An article in the business section of the New York Times discusses the implications of procrastination in the workplace. Many of the points raised about achieving more in the one’s career can be parlayed into a discussion about taking charge of one’s health.
People know that procrastination (losing weight, making the colonoscopy appointment) is a bad idea, but the reason that it occurs is that they are overwhelmed. Breaking down a project into small steps can be helpful. “The most productive people tend to focus on progress over perfection,” states Rory Vaden, author of Take the Stairs: 7 Steps to Achieving True Success.

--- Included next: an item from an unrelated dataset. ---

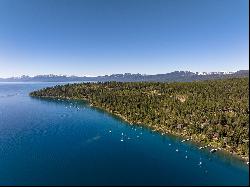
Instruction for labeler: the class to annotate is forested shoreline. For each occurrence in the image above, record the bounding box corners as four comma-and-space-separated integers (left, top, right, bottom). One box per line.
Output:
30, 78, 249, 160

Reward yourself when you achieve an incremental goal. Have a massage when you reach your first 10% weight loss goal. Take a break for a couple of weeks (maintain, don’t gain!) and then move onto the next 10% goal. Do a fun activity after spending time on the phone scheduling the colonoscopy, mammogram, dentist and eye check. Don’t be afraid to commit – if something comes up, you will reschedule; the appointment will stay on your calendar.
People who procrastinate are often plagued with guilt. Rather than beating yourself up, figure out the steps that you need to take to achieve a specific goal. Don’t be afraid to ask for help – buddy up with a friend to swap rides for colonoscopies. Schedule a shared girls lunch after your mammograms.
Some people need more expert help in figuring out why they are chronic procrastinators. Time spent with a psychologist focusing on cognitive behavior therapy would be time well spent.